Tim, “ring in” as the Brits would say?
Part Two: “Am I a Supertaster?; The physiology of the wine critic.”
http://www.slate.com/articles/life/drink/2007/06/am_i_a_supertaster.html
Part Three: “Do You Want To Be a Supertaster?; The physiology of the wine critic.”
http://www.slate.com/articles/life/drink/2007/06/do_you_want_to_be_a_supertaster.html
It is said that Wine Spectator’s James Laube is particularly sensitive to TCA. And in 2004 he was credited with bringing that problem to the attention of Chateau Montelena, whose wines he believed were afflicted with that taint.
Montelena accepted that judgment, and spent the time and money to purge that scourge from its winery.
“Chateau Montelena and TCA”
http://www.winespectator.com/webfeature/show/id/Chateau-Montelena-and-TCA_2258
“This, though, brings us to the notion of crowd-sourced wine tasting. The concept is that, if you have enough participants, you can eliminate the outlying extremes and find a consensus, right there in the juicy middle of the bell curve.”
(From a statistics perspective, call that “juicy” range plus two standard deviations from the mean, with the mean being 100. Using an inartful analogy, that would represent an IQ range of 100 to 120.)
DRC and Leroy and Jayer are exemplars of red Burgundy precisely because they don’t aspire to be “mainstream” consensus Pinot Noirs. They swing from the heels and aspire for “genius.” (Wines whose “IQ” is 140-plus.)
Wines that represent “the outlying extremes.” Wines to be championed, not eliminated.
The most compelling wines are those that continue to resonate in one’s memory years later.
Not the “middle of the bell curve” vox populi crowd-sourced mainstream wines.
(Aside: embracing crowd-sourced wine tasting results in abandoning the concept of “terroir.” Every consensus wine would be a “dumbed-down” regional blend.
Had this approach been adopted back in the 1960s and 1970s and 1980s, “Martha’s Vineyard” Cabernet would have be used as a “”spice box” enrichment component to blending a Heitz Cellars Napa Valley Cabernet. How boring! How tragic!)
I have heard it said that winemaking is a little bit like lovemaking. Everyone imagines that he/she is doing it as well as can possibly be done. More to the point, we are generally not so keen to take instruction on how we can do a better job in either arena. It is the very rare winemaker who does not get stuck in a rut (as it were) of his/her own style, and who sincerely attempts to transcend his/her own limitations, at least as far as their ability to make discerning taste judgments. In the same way that it is so hard for us to see our own character flaws, it is equally hard to see ourselves as anything other than brilliant tasters.
Randall: I never thought of myself as a “brilliant taster.” I am not naturally gifted. Being a professional taster is like riding a two-wheeled bicycle: it’s hard at first, but the more you do it, the better you get.

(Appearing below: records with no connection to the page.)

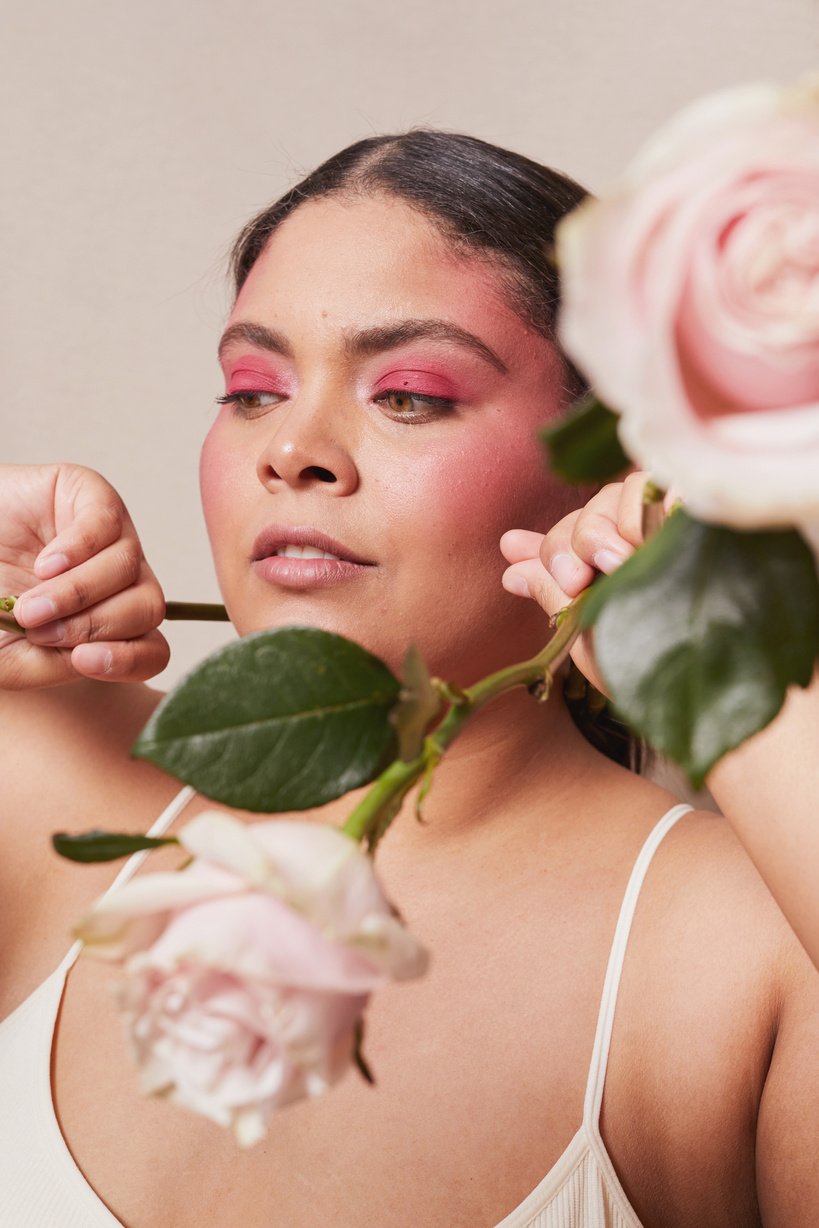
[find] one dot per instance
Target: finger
(123, 661)
(597, 542)
(531, 579)
(114, 569)
(91, 516)
(520, 544)
(630, 512)
(125, 617)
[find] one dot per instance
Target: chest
(480, 1078)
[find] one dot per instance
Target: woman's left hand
(556, 566)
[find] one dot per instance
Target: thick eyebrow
(368, 340)
(373, 340)
(256, 334)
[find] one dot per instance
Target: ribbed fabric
(41, 1186)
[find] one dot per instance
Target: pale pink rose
(247, 971)
(691, 302)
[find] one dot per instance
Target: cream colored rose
(247, 971)
(691, 302)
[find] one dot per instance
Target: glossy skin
(515, 883)
(330, 437)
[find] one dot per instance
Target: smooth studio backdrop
(138, 138)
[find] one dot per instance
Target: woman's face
(382, 399)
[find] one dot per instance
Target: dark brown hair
(483, 198)
(486, 200)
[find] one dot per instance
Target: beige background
(138, 136)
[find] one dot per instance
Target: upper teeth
(305, 551)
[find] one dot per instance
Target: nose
(305, 451)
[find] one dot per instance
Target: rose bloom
(691, 302)
(247, 971)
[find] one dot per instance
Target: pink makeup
(298, 556)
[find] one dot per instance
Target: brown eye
(400, 402)
(413, 407)
(249, 404)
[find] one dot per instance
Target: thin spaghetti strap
(159, 828)
(614, 970)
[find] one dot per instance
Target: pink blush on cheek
(486, 488)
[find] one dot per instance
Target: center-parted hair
(484, 199)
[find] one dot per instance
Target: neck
(511, 752)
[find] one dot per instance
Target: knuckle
(74, 594)
(588, 532)
(128, 559)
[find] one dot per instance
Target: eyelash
(436, 405)
(237, 400)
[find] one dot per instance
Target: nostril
(322, 474)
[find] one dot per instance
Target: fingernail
(564, 567)
(608, 560)
(36, 609)
(516, 585)
(52, 565)
(96, 660)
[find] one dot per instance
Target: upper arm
(787, 1138)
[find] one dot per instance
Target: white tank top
(41, 1186)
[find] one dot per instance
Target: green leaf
(96, 845)
(701, 630)
(281, 720)
(418, 706)
(585, 446)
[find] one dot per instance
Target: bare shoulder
(64, 764)
(712, 974)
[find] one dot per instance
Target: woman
(387, 361)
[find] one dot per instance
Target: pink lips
(307, 570)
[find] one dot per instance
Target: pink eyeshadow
(254, 376)
(427, 382)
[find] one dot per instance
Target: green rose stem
(198, 612)
(376, 811)
(9, 624)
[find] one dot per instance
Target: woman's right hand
(90, 603)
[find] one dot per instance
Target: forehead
(353, 262)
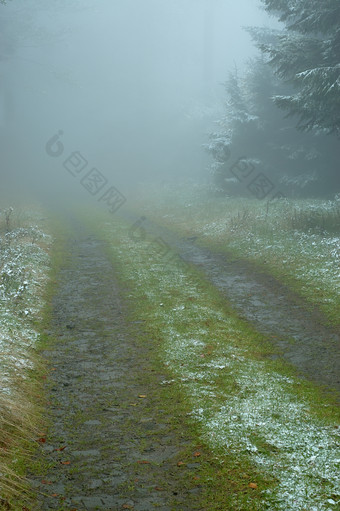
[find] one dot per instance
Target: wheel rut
(107, 447)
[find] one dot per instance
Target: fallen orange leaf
(253, 485)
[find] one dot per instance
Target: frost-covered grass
(296, 240)
(276, 437)
(24, 266)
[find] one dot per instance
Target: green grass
(258, 421)
(297, 241)
(24, 273)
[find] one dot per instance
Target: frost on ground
(244, 405)
(24, 265)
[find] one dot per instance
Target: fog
(132, 86)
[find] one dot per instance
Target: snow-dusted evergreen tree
(307, 54)
(256, 132)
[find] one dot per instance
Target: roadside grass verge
(24, 269)
(273, 436)
(297, 241)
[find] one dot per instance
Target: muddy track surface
(300, 332)
(106, 448)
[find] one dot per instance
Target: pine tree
(307, 54)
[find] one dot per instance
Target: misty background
(159, 91)
(134, 86)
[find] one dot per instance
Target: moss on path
(110, 444)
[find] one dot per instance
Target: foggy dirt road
(298, 331)
(105, 448)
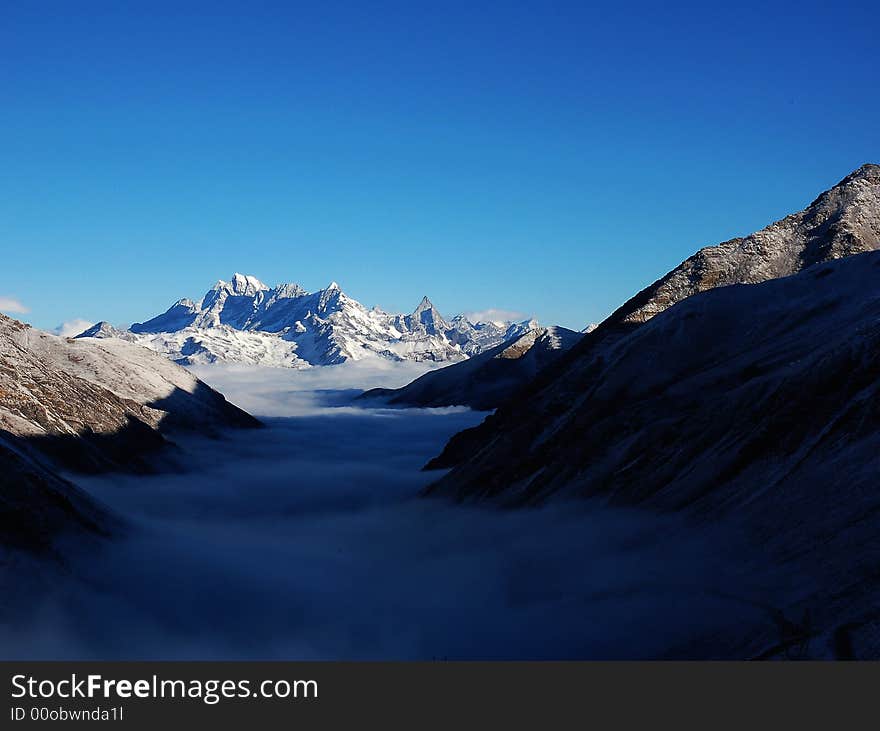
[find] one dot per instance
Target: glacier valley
(307, 540)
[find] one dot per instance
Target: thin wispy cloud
(72, 327)
(12, 305)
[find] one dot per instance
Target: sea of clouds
(308, 540)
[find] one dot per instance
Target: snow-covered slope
(844, 220)
(245, 321)
(98, 403)
(85, 405)
(757, 402)
(487, 379)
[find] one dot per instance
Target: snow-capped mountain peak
(245, 320)
(245, 285)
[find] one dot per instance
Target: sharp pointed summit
(245, 320)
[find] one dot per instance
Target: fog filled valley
(695, 477)
(308, 539)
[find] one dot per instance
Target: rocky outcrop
(757, 403)
(486, 380)
(842, 221)
(245, 321)
(85, 405)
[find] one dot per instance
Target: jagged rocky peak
(90, 405)
(842, 221)
(246, 286)
(246, 321)
(102, 329)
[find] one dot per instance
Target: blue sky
(547, 158)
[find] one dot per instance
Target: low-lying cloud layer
(307, 540)
(12, 306)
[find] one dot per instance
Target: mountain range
(87, 406)
(246, 321)
(746, 384)
(485, 380)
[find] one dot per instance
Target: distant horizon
(543, 160)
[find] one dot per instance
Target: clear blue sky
(549, 158)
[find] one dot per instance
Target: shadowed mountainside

When one tastes as much as I have, over as long a period of time–and especially when it’s more or less focused on a single growing region, California–one does get a sense of good and bad, and is able to transmit that sense, through reviews, to readers.
I do think that wine critics/tasters generally have a much greater chance of improving their palates as compared to winemakers. Maybe too much pride/ego invested in the product as a winemaker, thus possibly making one slightly blind to the wine’s shortcomings. Or, if one is as neurotic as I am, a slight inability to see all the wine’s virtues.